Qui dit 50 pays membres de l’OIV, dit aussi plusieurs dizaines qui n’en font pas partie… Boire du vin n’est pas la norme partout pour des raisons culturelles, cultuelles, idéologiques… Quel est votre souhait en matière d’intégration de ces pays ?
L’organisation couvre tous les produits de la vigne comme, par exemple, les raisins, les raisins secs, les jus de fruits… Nous ne nous concentrons pas uniquement sur les boissons alcoolisées. La Turquie, qui est un grand producteur de raisins secs, est par exemple l’un de nos membres. Nous accueillons vraiment tous les pays intéressés par ce secteur.
« L’un de mes plus grands souhaits est de créer une OIV plus collégiale » John Barker, Directeur Général de l’OIV.

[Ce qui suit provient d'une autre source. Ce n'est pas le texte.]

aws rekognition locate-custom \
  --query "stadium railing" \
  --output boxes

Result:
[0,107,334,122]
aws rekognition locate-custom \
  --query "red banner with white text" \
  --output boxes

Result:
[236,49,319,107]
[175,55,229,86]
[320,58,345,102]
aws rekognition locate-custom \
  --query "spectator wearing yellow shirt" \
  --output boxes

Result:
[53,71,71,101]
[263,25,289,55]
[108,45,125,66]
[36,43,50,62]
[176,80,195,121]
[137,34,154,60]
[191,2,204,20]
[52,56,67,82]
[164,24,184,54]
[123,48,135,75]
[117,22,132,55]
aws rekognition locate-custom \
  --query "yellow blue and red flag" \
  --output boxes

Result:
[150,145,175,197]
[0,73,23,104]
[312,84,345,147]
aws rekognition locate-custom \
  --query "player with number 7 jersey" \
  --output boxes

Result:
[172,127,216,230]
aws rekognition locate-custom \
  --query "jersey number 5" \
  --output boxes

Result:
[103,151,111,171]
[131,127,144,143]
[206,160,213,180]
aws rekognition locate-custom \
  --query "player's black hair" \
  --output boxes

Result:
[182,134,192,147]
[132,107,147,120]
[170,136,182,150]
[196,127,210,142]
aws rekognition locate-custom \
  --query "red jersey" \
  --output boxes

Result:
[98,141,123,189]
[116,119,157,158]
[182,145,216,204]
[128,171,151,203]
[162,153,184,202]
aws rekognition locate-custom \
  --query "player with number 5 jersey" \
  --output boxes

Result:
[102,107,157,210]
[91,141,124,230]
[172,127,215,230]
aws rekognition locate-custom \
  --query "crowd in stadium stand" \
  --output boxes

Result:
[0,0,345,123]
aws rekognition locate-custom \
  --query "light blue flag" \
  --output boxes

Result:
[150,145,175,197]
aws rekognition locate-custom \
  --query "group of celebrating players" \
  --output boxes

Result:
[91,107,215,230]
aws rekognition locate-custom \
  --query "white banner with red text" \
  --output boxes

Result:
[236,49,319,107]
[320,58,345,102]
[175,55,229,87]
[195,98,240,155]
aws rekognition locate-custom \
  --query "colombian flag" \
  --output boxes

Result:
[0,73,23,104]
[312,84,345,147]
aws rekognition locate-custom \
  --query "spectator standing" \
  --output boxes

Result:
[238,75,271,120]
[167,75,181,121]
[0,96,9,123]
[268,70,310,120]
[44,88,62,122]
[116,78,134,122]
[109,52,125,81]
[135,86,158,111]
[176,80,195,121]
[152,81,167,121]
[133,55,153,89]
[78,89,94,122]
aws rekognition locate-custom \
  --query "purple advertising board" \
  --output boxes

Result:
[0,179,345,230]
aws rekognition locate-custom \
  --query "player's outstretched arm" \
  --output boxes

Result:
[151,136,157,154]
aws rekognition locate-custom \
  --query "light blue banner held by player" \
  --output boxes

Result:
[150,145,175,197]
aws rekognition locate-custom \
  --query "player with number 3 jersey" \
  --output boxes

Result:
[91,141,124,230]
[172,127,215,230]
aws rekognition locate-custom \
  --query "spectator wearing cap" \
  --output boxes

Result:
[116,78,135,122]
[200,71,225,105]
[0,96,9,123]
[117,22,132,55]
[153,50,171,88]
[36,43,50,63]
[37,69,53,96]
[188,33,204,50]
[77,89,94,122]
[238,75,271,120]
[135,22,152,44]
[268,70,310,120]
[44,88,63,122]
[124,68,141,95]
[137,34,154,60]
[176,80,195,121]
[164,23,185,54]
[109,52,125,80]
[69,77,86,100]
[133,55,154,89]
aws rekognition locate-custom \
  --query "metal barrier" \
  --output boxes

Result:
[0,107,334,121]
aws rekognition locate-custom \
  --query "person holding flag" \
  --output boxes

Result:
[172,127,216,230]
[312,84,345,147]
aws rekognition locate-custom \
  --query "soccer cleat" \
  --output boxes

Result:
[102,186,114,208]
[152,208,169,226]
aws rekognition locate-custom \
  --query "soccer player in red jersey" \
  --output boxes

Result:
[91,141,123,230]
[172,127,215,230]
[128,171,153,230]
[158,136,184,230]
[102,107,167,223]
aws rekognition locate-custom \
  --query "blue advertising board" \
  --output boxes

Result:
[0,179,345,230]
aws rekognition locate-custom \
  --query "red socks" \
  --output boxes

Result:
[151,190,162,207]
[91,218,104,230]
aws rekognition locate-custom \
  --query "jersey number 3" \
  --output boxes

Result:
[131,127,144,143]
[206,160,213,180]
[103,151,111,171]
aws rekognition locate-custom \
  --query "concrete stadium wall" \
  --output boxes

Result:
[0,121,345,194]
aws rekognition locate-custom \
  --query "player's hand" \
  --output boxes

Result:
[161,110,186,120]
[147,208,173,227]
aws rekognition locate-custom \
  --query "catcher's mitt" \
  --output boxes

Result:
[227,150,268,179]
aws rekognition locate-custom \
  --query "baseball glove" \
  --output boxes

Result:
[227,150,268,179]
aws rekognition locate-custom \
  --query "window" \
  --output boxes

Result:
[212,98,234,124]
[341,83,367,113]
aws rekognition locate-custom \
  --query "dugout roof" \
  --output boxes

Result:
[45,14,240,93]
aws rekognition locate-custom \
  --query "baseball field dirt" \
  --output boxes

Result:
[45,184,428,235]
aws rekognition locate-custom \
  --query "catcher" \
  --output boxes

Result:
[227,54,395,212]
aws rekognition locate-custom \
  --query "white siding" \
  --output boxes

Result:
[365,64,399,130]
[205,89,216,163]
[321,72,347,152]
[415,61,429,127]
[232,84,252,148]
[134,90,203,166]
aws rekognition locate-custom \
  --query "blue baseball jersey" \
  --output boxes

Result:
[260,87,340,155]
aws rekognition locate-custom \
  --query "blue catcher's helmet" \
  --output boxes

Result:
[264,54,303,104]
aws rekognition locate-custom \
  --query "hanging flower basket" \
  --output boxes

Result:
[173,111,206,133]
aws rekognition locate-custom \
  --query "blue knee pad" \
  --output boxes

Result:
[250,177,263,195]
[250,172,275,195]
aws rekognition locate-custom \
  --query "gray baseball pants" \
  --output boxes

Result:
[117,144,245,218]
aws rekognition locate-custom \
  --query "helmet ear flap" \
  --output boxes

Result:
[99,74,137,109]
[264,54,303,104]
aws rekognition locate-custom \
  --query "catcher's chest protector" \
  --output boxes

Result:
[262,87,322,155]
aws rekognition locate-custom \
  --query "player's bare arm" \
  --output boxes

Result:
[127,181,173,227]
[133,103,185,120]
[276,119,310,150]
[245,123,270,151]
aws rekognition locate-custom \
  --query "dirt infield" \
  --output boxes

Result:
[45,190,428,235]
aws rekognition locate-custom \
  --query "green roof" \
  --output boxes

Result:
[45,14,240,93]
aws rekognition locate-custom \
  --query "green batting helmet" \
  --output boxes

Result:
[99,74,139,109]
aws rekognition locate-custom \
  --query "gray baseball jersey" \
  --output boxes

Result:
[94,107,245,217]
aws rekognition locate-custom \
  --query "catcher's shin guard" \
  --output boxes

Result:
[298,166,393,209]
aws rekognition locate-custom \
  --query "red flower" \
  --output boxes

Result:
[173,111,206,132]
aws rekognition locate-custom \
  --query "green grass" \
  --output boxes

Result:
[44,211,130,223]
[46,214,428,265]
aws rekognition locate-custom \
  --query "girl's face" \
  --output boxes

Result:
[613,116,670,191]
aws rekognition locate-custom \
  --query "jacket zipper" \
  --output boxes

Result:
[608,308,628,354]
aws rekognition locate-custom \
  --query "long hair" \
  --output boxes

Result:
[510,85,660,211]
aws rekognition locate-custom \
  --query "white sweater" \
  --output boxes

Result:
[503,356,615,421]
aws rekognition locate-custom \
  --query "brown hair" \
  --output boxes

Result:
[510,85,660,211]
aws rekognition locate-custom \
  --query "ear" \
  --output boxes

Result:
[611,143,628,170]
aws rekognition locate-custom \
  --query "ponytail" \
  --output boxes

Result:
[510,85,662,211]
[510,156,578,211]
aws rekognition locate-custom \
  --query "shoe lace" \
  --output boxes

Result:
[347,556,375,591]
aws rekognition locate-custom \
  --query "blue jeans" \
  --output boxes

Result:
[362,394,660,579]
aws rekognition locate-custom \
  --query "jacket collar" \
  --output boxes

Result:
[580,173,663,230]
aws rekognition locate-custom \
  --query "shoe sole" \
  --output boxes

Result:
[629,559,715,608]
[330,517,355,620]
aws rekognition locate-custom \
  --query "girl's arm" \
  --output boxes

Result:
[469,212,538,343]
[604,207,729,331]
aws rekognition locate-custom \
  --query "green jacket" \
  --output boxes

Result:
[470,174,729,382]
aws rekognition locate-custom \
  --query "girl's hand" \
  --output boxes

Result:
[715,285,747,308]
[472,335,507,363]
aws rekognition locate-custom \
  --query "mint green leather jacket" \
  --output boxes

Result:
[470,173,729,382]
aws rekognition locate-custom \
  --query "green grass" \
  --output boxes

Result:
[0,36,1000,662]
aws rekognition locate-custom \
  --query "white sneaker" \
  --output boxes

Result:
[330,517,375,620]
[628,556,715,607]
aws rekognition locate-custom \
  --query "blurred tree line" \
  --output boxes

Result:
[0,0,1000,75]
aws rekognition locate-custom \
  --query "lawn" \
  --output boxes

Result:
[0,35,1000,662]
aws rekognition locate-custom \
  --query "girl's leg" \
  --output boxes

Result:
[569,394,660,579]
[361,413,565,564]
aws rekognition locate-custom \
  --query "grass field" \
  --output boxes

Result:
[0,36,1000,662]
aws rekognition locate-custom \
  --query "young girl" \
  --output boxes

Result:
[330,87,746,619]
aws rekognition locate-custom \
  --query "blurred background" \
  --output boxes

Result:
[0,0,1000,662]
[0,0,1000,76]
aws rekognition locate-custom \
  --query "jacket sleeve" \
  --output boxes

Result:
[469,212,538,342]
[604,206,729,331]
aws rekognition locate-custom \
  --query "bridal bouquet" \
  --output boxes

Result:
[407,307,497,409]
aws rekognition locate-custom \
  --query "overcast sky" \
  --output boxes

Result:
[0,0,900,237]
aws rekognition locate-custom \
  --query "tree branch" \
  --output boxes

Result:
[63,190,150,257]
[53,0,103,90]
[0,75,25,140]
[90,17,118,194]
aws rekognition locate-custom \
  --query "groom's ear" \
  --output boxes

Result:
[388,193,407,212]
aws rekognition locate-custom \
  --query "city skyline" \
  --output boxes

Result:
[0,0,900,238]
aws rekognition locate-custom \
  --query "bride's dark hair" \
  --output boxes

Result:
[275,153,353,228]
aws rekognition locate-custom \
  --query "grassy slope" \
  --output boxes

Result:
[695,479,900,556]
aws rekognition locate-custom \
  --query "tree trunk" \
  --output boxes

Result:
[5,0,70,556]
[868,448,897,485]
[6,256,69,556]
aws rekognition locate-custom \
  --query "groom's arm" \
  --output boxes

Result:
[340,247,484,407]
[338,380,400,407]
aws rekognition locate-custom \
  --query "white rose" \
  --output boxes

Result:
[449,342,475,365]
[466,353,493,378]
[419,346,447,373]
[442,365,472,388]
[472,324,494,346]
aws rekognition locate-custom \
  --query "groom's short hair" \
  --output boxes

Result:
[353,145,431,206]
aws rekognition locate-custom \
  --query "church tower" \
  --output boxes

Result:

Vous souhaitez progressivement élargir l’organisation à de nouveaux membres. À qui pensez-vous ?
Je pense bien sûr aux pays nord-américains, mais aussi à l’Asie et à l’Afrique… D’une manière générale, à toutes les parties du monde où l’OIV n’est pas représentée. Mais vous avez raison de souligner qu’il y a des enjeux culturels qui compliquent certaines adhésions.
Une dernière question plus anecdotique : avez-vous des coups de cœur pour certains vins bourguignons ?
J’en ai tellement(rires)! Avec mes fonctions, il est très difficile d’en préférer un plus qu’un autre. J’ai goûté un Montrachet il y a quelques mois qui était tout simplement incroyable. J’aime aussi découvrir les petits villages qui prennent de l’importance comme Marsannay. Je n’oublie pas non plus Chablis, c’est un autre de mes coups de cœur.